A, MGF levels in the bupivacaine-injected group were significantly higher (**P < 0.001) compared with those of their contralateral muscle and of the saline-injected and non-injected groups from day 4 to day 14 and significantly higher (*P < 0.05) at day 24. MGF levels in the bupivacaine-injected group peaked at day 4 and decreased thereafter. B, IGF-IEa levels were also significantly higher (**P < 0.001) in the bupivacaine-injected group compared to those of their contralateral muscle and of the saline-injected and non-injected groups at 4, 7, 11 and 24 days. IGF-IEa expression was seen to peak 11 days after myotoxin injury, by which time MGF expression had declined considerably. For all groups n = 6. Values are expressed as normalised means ± normalised standard error of the mean (s.e.m.).

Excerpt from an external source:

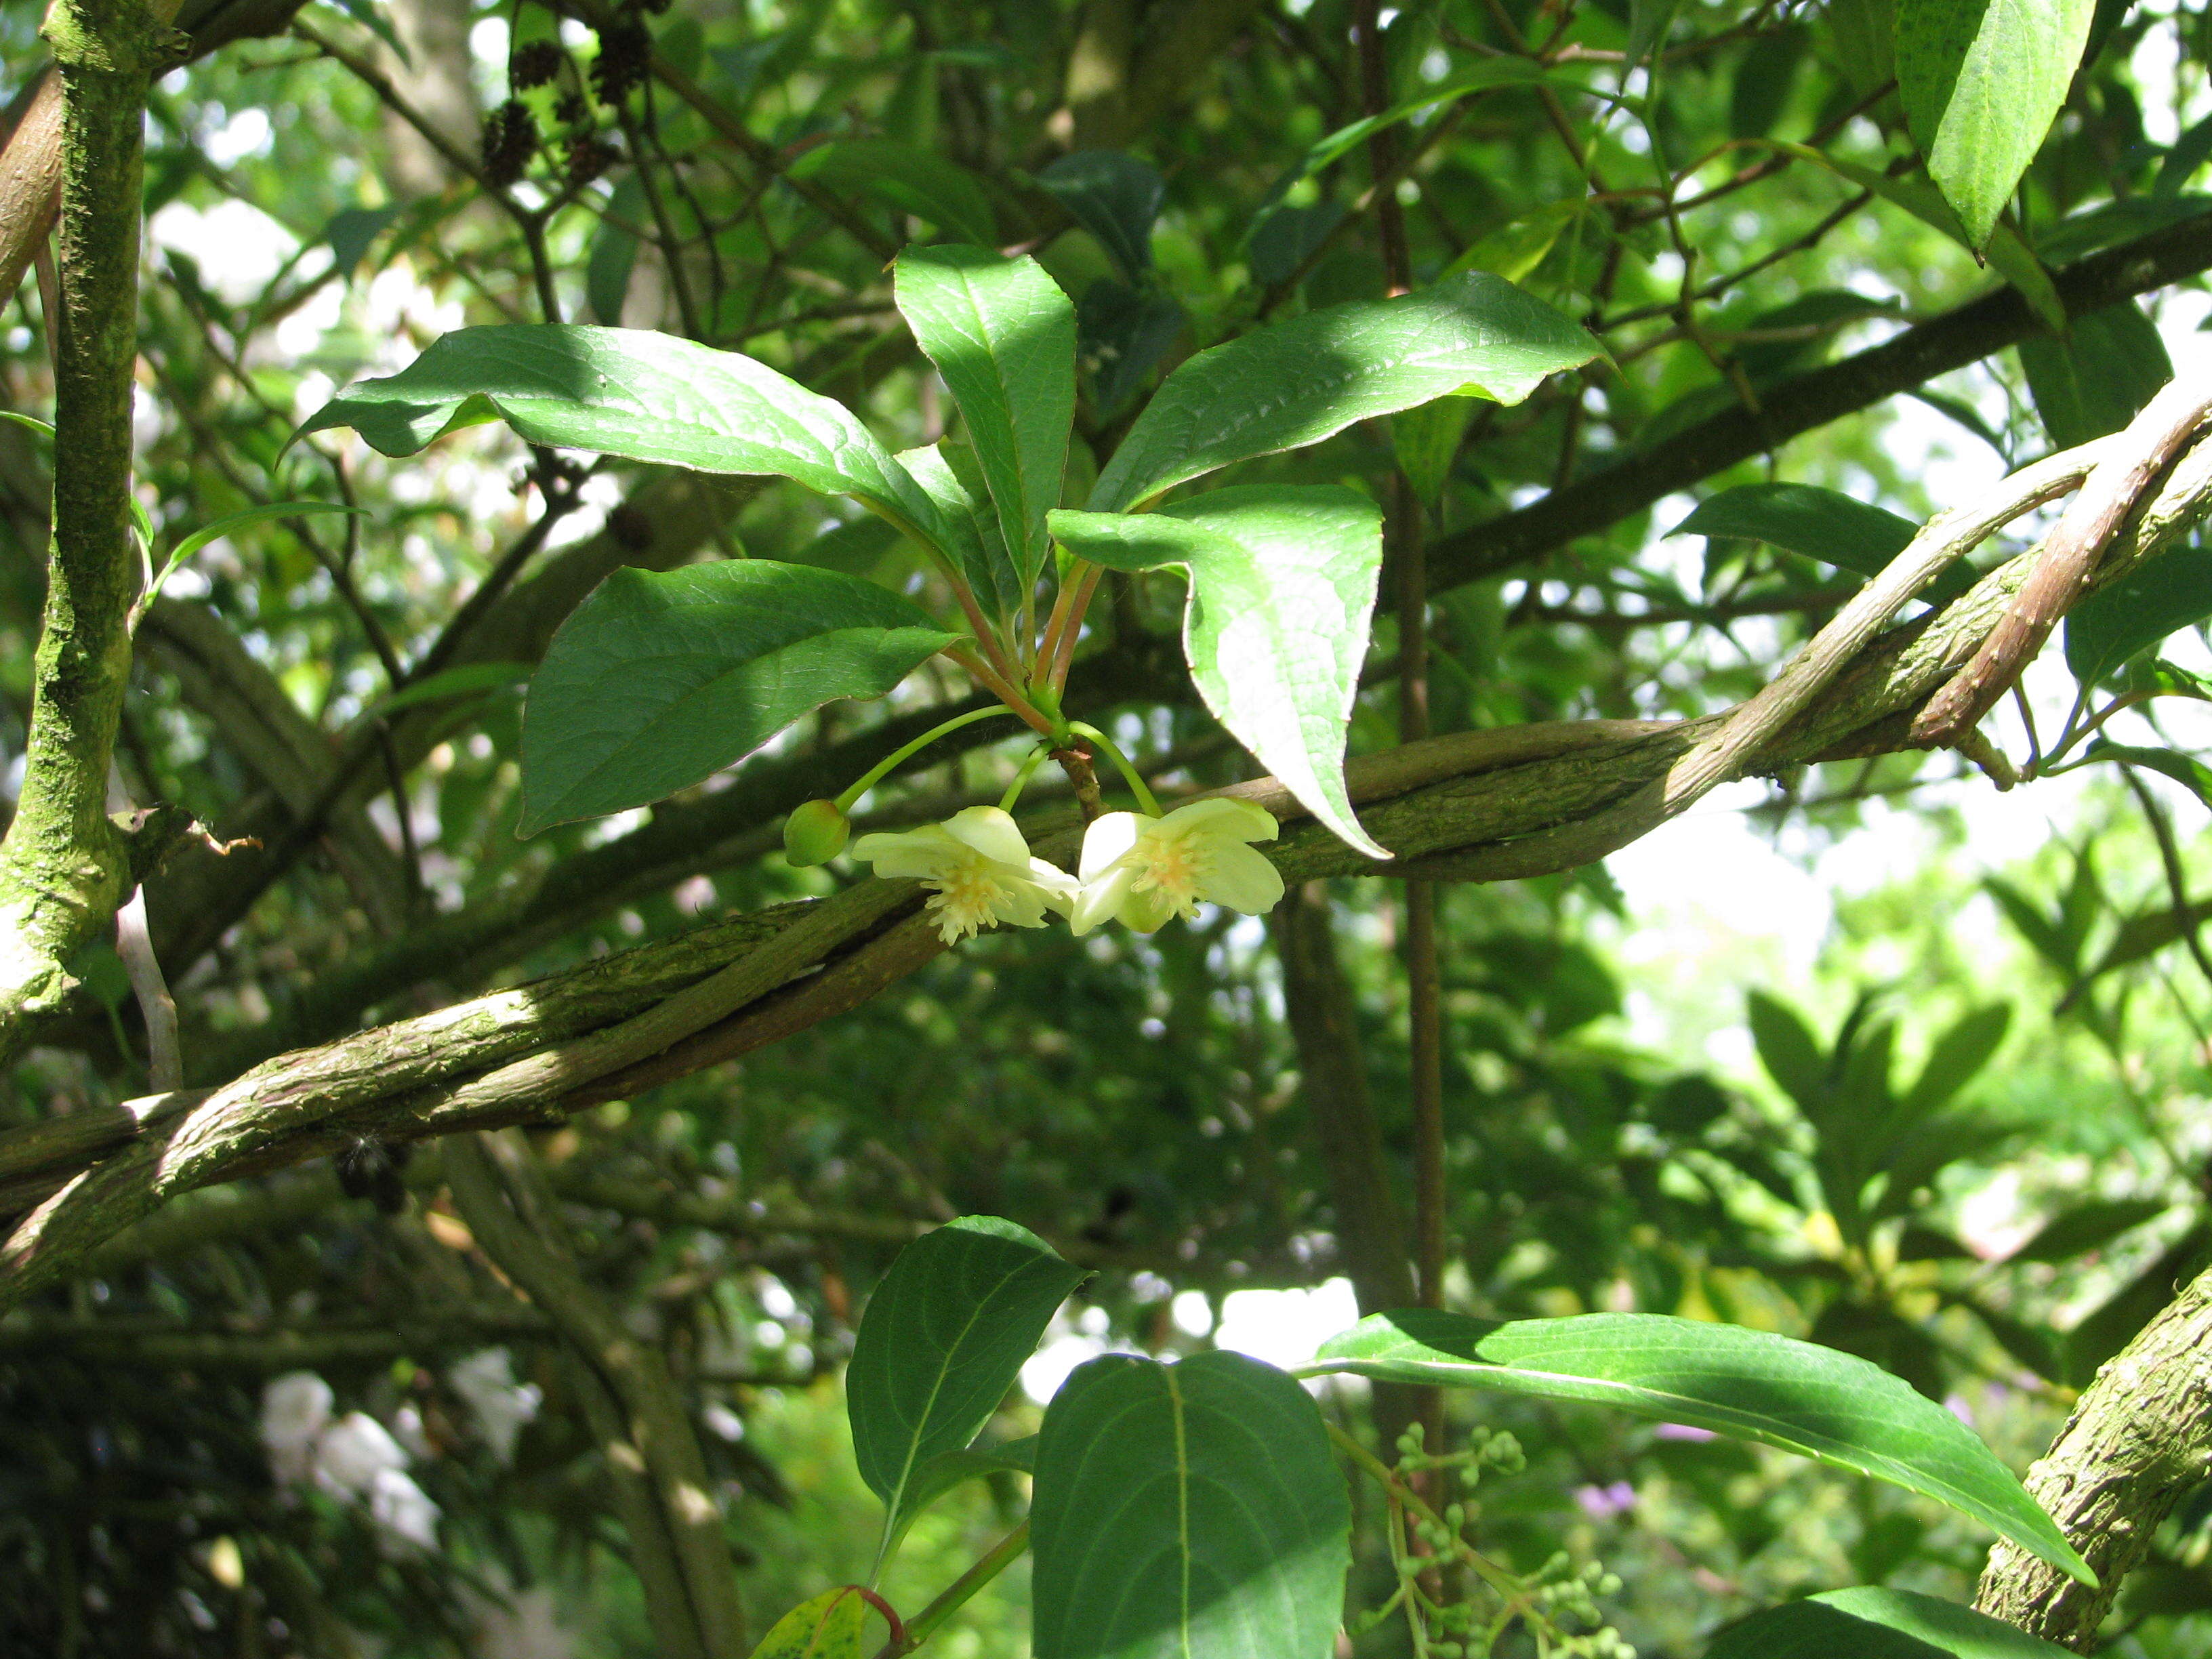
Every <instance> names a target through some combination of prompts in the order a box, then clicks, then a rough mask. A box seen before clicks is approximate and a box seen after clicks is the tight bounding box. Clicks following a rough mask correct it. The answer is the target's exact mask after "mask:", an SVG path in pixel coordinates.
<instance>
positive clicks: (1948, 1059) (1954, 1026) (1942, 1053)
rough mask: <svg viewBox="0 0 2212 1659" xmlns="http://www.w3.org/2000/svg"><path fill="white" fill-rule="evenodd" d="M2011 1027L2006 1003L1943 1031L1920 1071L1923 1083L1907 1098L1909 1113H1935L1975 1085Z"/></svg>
mask: <svg viewBox="0 0 2212 1659" xmlns="http://www.w3.org/2000/svg"><path fill="white" fill-rule="evenodd" d="M2011 1024H2013V1009H2011V1006H2008V1004H2004V1002H1993V1004H1991V1006H1986V1009H1975V1011H1973V1013H1969V1015H1966V1018H1964V1020H1960V1022H1958V1024H1955V1026H1951V1029H1949V1031H1944V1033H1942V1035H1940V1037H1938V1040H1936V1046H1933V1048H1931V1051H1929V1062H1927V1066H1922V1068H1920V1082H1916V1084H1913V1086H1911V1093H1909V1095H1907V1097H1905V1106H1907V1110H1911V1113H1913V1115H1920V1113H1933V1110H1936V1108H1938V1106H1942V1104H1944V1102H1949V1099H1951V1097H1953V1095H1955V1093H1958V1091H1960V1088H1964V1086H1966V1084H1969V1082H1973V1079H1975V1075H1980V1071H1982V1066H1986V1064H1989V1062H1991V1060H1993V1057H1995V1053H1997V1048H2000V1046H2002V1044H2004V1033H2006V1031H2008V1029H2011Z"/></svg>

Figure 4. Quantification of MyoD transcript levels following stretch and stimulation and bupivacaine injection

A, there was a significant increase (**P < 0.001) in MyoD levels (pg (μg total RNA)⁻¹)in the stretched and stimulated tibialis anterior (TA) muscle at all time points compared to the levels in sham and normal control groups. B, MyoD levels in the bupivacaine-damaged TA and control groups were normalised against GAPDH expression. There was a gradual decrease in MyoD mRNA levels in the bupivacaine-injected TA muscle from day 4 to day 14, with significant differences from control values (**P < 0.001). Orange asterisks indicate statistically significant increases in levels of MyoD in the contralateral and normal muscles compared to those in bupivacaine-injected muscle. For all groups n = 6. Values are expressed as normalised means ± normalised s.e.m.

Figure 5. Quantification of M-cad mRNA following stretch and stimulation and bupivacaine injection

A, there was a significant increase (**P < 0.001) in levels of M-cadherin (M-cad) RNA (pg (μg total RNA)⁻¹) in the stretched and stimulated TA muscle compared to those in the sham control and normal groups at all time points. M-cad showed maximal expression at day 5. B, changes in M-cad protein density levels with time following bupivacaine injection and after mechanical damage. Note that, at the protein level, M-cad gene expression also reaches a maximum after only 5 days. Thereafter it declines. This maximum is preceded by expression of MGF but not IGF-IEa. For all groups n = 6. Values are in arbitrary units as normalised means ± normalised s.e.m.

Figure 6

M-cad staining in cross-sections of a non-injected control TA muscle (A) and a bupivacaine-injected TA muscle 4 days after recovery (B) where M-cad-positive rings can be seen staining the satellite cells underneath the basal lamina in the small regenerating fibres (arrows). Scale bar = 50 μm.